Fin 2014, changement radical. Attiré par le marketing mobile et le digital, Augustin saisit l’opportunité d’implanter l’agence lilloise Phoceis à Shanghai.

Au cours de ces 7 dernières années, cet expert en stratégie digitale a réussi à saisir la complexité du marché chinois pour accompagner efficacement les entreprises étrangères désireuses de pénétrer ce marché au potentiel énorme. Dans cette interview, il partage sa vision du pays qui attire toujours plus de regards et de convoitises.

Pouvez-vous nous en dire plus sur Phoceis ?

Phoceis est une agence lilloise présente sur le marché de la stratégie digitale et mobile en France depuis 2009. En tout, nous avons développé plus d’une centaine d’applications mobiles natives. Parmi les principaux clients de l’agence à Lille, il y a le géant Auchan. Lorsque le groupe a gagné une proposition commerciale en 2014, ils ont souhaité que Phoceis les accompagne à la conquête du marché chinois.
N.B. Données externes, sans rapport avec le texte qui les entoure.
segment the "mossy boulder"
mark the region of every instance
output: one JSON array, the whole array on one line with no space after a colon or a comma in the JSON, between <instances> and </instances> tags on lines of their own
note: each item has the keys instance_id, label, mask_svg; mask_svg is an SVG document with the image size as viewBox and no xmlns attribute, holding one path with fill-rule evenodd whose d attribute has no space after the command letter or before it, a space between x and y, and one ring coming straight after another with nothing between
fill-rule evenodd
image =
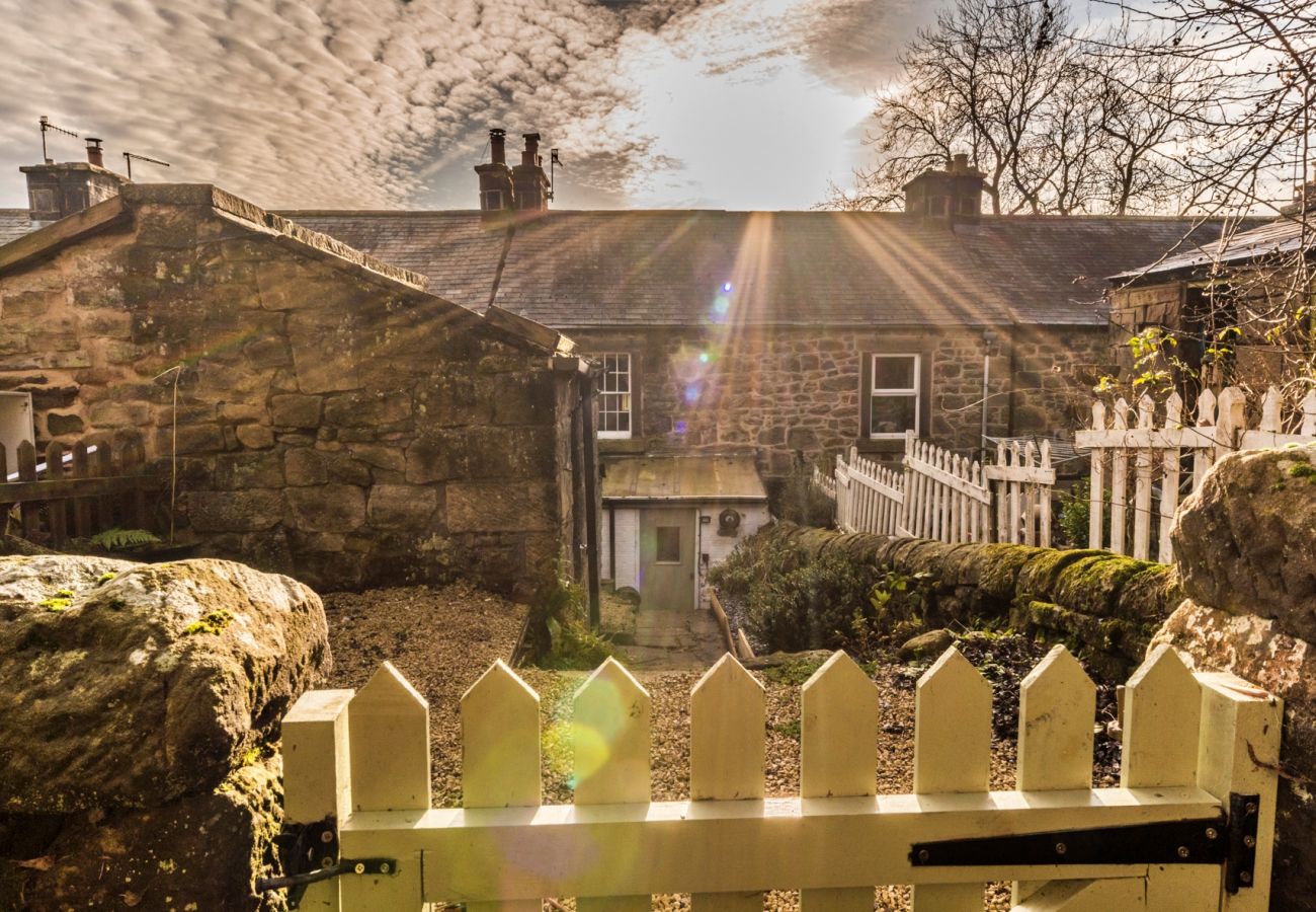
<instances>
[{"instance_id":1,"label":"mossy boulder","mask_svg":"<svg viewBox=\"0 0 1316 912\"><path fill-rule=\"evenodd\" d=\"M1316 642L1316 445L1230 453L1170 535L1190 598Z\"/></svg>"},{"instance_id":2,"label":"mossy boulder","mask_svg":"<svg viewBox=\"0 0 1316 912\"><path fill-rule=\"evenodd\" d=\"M320 597L222 560L0 559L0 813L215 788L329 662Z\"/></svg>"}]
</instances>

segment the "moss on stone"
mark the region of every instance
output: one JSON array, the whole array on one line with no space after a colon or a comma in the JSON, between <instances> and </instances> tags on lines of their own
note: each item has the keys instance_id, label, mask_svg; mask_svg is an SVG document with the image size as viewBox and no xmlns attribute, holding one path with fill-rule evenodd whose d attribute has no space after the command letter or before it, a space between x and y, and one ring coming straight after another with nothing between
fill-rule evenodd
<instances>
[{"instance_id":1,"label":"moss on stone","mask_svg":"<svg viewBox=\"0 0 1316 912\"><path fill-rule=\"evenodd\" d=\"M1111 614L1128 581L1150 567L1154 564L1113 554L1082 557L1059 572L1051 596L1075 612Z\"/></svg>"},{"instance_id":2,"label":"moss on stone","mask_svg":"<svg viewBox=\"0 0 1316 912\"><path fill-rule=\"evenodd\" d=\"M207 613L199 621L193 621L183 629L183 633L188 637L196 634L220 634L233 623L233 612L226 608L217 608L213 612Z\"/></svg>"},{"instance_id":3,"label":"moss on stone","mask_svg":"<svg viewBox=\"0 0 1316 912\"><path fill-rule=\"evenodd\" d=\"M1021 597L1051 597L1054 601L1057 581L1061 573L1071 564L1084 557L1109 556L1108 551L1078 550L1055 551L1051 548L1036 548L1034 556L1019 571L1019 580L1015 592Z\"/></svg>"}]
</instances>

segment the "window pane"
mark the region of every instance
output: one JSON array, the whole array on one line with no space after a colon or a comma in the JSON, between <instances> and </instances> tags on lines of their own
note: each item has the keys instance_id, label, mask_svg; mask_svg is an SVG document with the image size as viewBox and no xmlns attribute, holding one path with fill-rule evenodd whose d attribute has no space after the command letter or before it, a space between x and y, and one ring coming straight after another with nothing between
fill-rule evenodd
<instances>
[{"instance_id":1,"label":"window pane","mask_svg":"<svg viewBox=\"0 0 1316 912\"><path fill-rule=\"evenodd\" d=\"M658 526L654 531L658 535L657 561L659 564L679 564L680 526Z\"/></svg>"},{"instance_id":2,"label":"window pane","mask_svg":"<svg viewBox=\"0 0 1316 912\"><path fill-rule=\"evenodd\" d=\"M878 355L873 358L873 389L913 391L915 355Z\"/></svg>"},{"instance_id":3,"label":"window pane","mask_svg":"<svg viewBox=\"0 0 1316 912\"><path fill-rule=\"evenodd\" d=\"M904 434L917 430L919 398L915 395L874 395L873 434Z\"/></svg>"}]
</instances>

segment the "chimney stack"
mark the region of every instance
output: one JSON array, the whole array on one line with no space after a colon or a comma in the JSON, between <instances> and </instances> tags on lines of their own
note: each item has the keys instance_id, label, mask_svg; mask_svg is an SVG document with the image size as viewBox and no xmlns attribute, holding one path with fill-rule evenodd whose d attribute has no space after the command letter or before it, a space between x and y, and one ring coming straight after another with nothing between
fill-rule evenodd
<instances>
[{"instance_id":1,"label":"chimney stack","mask_svg":"<svg viewBox=\"0 0 1316 912\"><path fill-rule=\"evenodd\" d=\"M945 171L929 167L904 186L905 212L946 224L975 221L982 215L983 177L967 154L955 153Z\"/></svg>"},{"instance_id":2,"label":"chimney stack","mask_svg":"<svg viewBox=\"0 0 1316 912\"><path fill-rule=\"evenodd\" d=\"M87 161L24 165L28 175L28 219L36 225L58 221L117 196L128 178L105 167L101 140L87 137Z\"/></svg>"},{"instance_id":3,"label":"chimney stack","mask_svg":"<svg viewBox=\"0 0 1316 912\"><path fill-rule=\"evenodd\" d=\"M512 169L507 166L507 130L490 130L491 161L476 165L480 175L480 224L499 227L507 221L516 204L512 190Z\"/></svg>"},{"instance_id":4,"label":"chimney stack","mask_svg":"<svg viewBox=\"0 0 1316 912\"><path fill-rule=\"evenodd\" d=\"M549 208L549 175L540 159L540 134L524 133L525 150L521 163L512 169L516 210L521 214L544 212Z\"/></svg>"}]
</instances>

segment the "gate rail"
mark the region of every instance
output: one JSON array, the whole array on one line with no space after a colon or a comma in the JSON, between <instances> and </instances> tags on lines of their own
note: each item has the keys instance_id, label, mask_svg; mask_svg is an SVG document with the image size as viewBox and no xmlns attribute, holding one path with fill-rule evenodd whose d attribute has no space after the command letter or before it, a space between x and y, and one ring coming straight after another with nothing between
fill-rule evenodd
<instances>
[{"instance_id":1,"label":"gate rail","mask_svg":"<svg viewBox=\"0 0 1316 912\"><path fill-rule=\"evenodd\" d=\"M691 693L694 800L650 803L649 695L608 659L574 698L575 803L541 807L538 696L497 662L462 697L465 807L434 809L428 705L384 663L284 720L287 820L330 826L293 880L328 876L303 903L346 912L761 909L772 888L867 912L882 883L976 912L988 880L1016 882L1016 909L1267 908L1279 700L1165 646L1125 696L1121 787L1094 789L1095 685L1053 648L1021 688L1019 791L988 791L991 685L948 650L919 681L913 793L879 796L878 688L837 652L800 692L801 793L765 799L763 688L726 655Z\"/></svg>"}]
</instances>

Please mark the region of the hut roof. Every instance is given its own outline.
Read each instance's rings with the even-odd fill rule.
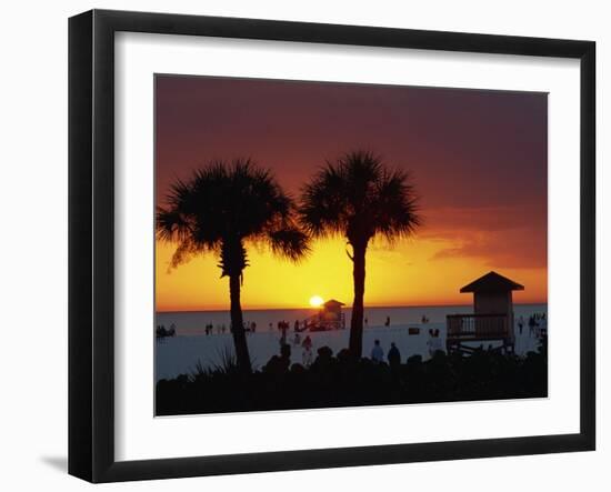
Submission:
[[[512,290],[524,290],[524,285],[500,275],[497,272],[488,272],[478,280],[464,285],[461,292],[508,292]]]
[[[343,302],[335,301],[334,299],[329,299],[324,304],[325,308],[334,308],[338,305],[345,305]]]

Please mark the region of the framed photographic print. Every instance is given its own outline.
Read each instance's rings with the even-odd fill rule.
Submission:
[[[71,18],[69,472],[593,450],[594,53]]]

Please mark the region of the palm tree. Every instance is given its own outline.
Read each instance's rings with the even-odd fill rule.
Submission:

Depuis 2015, Phoceis Asia est donc installé à Shanghai, et si nous conservons le même ADN que l’agence de Lille, nous utilisons des outils différents, spécifiques au marché chinois. Nos deux principaux axes d’expertise sont l’amélioration du drive to store (via WeChat et toutes les solutions pour les retailers) et du digital in store (Offline-2-Online)

Nous accompagnons des groupes internationaux tels que Lancôme, AccorHotels, Beaujolais, ClubMed, DS Automobile, Ringier ou PSA dans l’élaboration de leur stratégie digitale en Chine. Mais ce n’est pas tout, nous aidons aussi les entreprises à cibler les touristes chinois en Europe. Par exemple, nous conseillons la ville d’Avignon sur WeChat pour attirer et faciliter la visite des touristes chinois, nous avons un partenariat avec Lagardère Travel Retail  dans l’aéroport de Rome, etc.

Quelles sont les caractéristiques spécifiques au marché chinois ?

Les services sont beaucoup plus matures et vont plus loin qu’en Europe. Prenez la réalité virtuelle (VR) pour le commerce. Ici, non seulement on en parle mais ca a déjà été lancé par Alibaba ! L’avantage de la Chine c’est qu’ici tout va très vite ; une non réussite n’est pas forcément signe d’échec. C’est ce dynamisme et cet état d’esprit qui permettent à la Chine d’avoir  5 ans d’avance en ce qui concerne le digital par rapport au reste du monde.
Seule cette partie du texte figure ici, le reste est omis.